Friday, September 13, 2013

Rough Justice?

     The story is still unfolding, but it appears a rejected customer at a local nightclub in a tough neighborhood decided to vent his spleen by slicing some other customers open; one of the stabbing victim's friends took exception to this initiation of force, and shot the stabber.

     Bottom line: the knife-wielder is dead.  The stabbing victims are in hospital, expected to recover.  The presumed shooter is in custody, having surrendered to police when they arrived.  I can't get the online video at the link to play but from what I saw on TV -- calm conversation between alleged shooter and police officers -- and what police have said ("He [stabber] lashed out at the wrong group..."), this looks more like an appropriate response to a violent fool than some kind of gang squabble.  If it is the first, job well done!  Either way, perhaps it'll give the next malefactor something to consider before he tries expressing his precious frustration by initiating violence.

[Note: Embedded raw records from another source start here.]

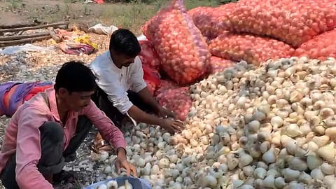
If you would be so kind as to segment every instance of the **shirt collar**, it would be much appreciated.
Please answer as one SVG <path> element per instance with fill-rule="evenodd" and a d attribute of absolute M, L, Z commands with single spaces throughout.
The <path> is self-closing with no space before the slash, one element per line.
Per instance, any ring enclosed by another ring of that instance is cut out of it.
<path fill-rule="evenodd" d="M 107 56 L 107 59 L 108 59 L 108 61 L 111 63 L 111 66 L 112 66 L 113 69 L 115 69 L 119 71 L 122 69 L 122 67 L 120 69 L 117 67 L 117 66 L 115 66 L 115 64 L 113 62 L 113 60 L 112 59 L 112 57 L 111 57 L 110 50 L 106 51 L 106 55 Z"/>

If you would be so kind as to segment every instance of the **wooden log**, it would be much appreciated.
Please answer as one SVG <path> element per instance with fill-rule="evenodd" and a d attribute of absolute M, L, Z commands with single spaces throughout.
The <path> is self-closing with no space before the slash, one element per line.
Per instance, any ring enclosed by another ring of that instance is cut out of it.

     N.B. My post title is meant wryly, as this sort of happening isn't "justice" in the usual sense; nope, it's the same thing you do when a rabid dog shows up and takes after folks: you stop it.  Justice is what happens afterward and we're still waiting to find that out.

Friday Fast-breaker

     I am, apropos of having to work six days (or getting to; they do pay me overtime, after all), sitting down to very nearly a Full Roseholme Brekky: a hand-cut* filet garnished with a ring sliced from a little hot, pickled pepper, a strip of bacon, fried egg, three sliced cherry tomatoes, toast, juice of choice (cranberry and V-8 for me, but serially, not mixed!) and coffee.

     It's a mood-lifter par excellence.  They can keep their polynonsensesyllabium with all the side effects ("May cause an uncontrollable urge to climb clock towers while armed..."  "If you wake up more than twice in a cheap motel with an unconscious Fuller Brush man on a mattress piled with empty corn syrup bottles, see your doctor promptly..." "Warning: Will wax whimsical!  Also, alliteration alert.").  The occasional old-fashioned breakfast cheers one up at least as well and in a much more benign manner.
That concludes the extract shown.